Los “gemelos digitales” son otra aproximación: réplicas virtuales de órganos o sistemas, por ejemplo, corazones digitales que permiten simular cómo respondería un paciente a una cirugía o a un tratamiento y que están siendo probados en cardiología y oncología.
Riesgos que no se pueden ignorar
La promesa de la ficha vital se enfrenta a retos que no son menores. Primero, la privacidad: reunir información genética y familiar en un mismo sistema abre la puerta a discriminación y uso indebido. Segundo, la equidad: la mayoría de modelos se entrenan con datos de poblaciones europeas o norteamericanas, lo que limita su precisión en otros grupos. Y tercero, la validación: los algoritmos funcionan en estudios retrospectivos, pero trasladarlos a la práctica diaria requiere ensayos clínicos rigurosos, interoperabilidad con los sistemas hospitalarios y una supervisión regulatoria estricta.

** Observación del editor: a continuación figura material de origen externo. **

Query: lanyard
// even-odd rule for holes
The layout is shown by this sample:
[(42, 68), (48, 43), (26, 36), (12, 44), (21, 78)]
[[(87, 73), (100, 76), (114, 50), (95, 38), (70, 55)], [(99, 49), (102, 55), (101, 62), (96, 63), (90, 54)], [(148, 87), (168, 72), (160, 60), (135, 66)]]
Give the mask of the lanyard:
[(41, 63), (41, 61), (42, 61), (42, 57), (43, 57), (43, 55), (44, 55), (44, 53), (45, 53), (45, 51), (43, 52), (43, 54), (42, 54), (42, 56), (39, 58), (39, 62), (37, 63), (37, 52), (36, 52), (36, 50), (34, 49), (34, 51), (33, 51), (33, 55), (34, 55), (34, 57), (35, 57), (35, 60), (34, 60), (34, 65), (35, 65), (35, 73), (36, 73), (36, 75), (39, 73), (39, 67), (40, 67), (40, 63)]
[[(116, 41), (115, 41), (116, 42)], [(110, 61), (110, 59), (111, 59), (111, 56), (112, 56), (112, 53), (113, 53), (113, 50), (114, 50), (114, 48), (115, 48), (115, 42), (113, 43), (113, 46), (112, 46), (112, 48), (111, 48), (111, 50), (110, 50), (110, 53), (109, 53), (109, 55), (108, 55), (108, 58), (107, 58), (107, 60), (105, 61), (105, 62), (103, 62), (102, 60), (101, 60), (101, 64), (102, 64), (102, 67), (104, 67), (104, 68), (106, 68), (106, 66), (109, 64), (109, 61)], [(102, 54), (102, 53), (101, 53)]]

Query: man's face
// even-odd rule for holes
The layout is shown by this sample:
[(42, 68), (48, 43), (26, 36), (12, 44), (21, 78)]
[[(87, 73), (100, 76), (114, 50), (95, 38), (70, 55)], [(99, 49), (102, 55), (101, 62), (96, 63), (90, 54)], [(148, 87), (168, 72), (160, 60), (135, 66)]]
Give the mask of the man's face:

La regulación ya empieza a ponerse al día. En Europa, la nueva Ley de Inteligencia Artificial clasifica estos sistemas como de “alto riesgo”, obligando a trazabilidad, transparencia y supervisión humana. En Estados Unidos, la FDA trabaja en guías específicas para algoritmos médicos que aprenden con el tiempo.
El horizonte
Las piezas existen: biobancos de referencia, estándares para unificar historiales médicos, modelos capaces de integrar síntomas, imágenes y genética, y prototipos de gemelos digitales. Pero aún falta el ensamblaje final: un sistema clínico confiable que logre convertir todo ese potencial en beneficio real para el paciente.
La pregunta que se abre es inevitable: ¿están los sistemas de salud preparados para gobernar una ficha vital digital sin convertirla en una caja negra, sino en una herramienta auditable, justa y realmente útil para la medicina?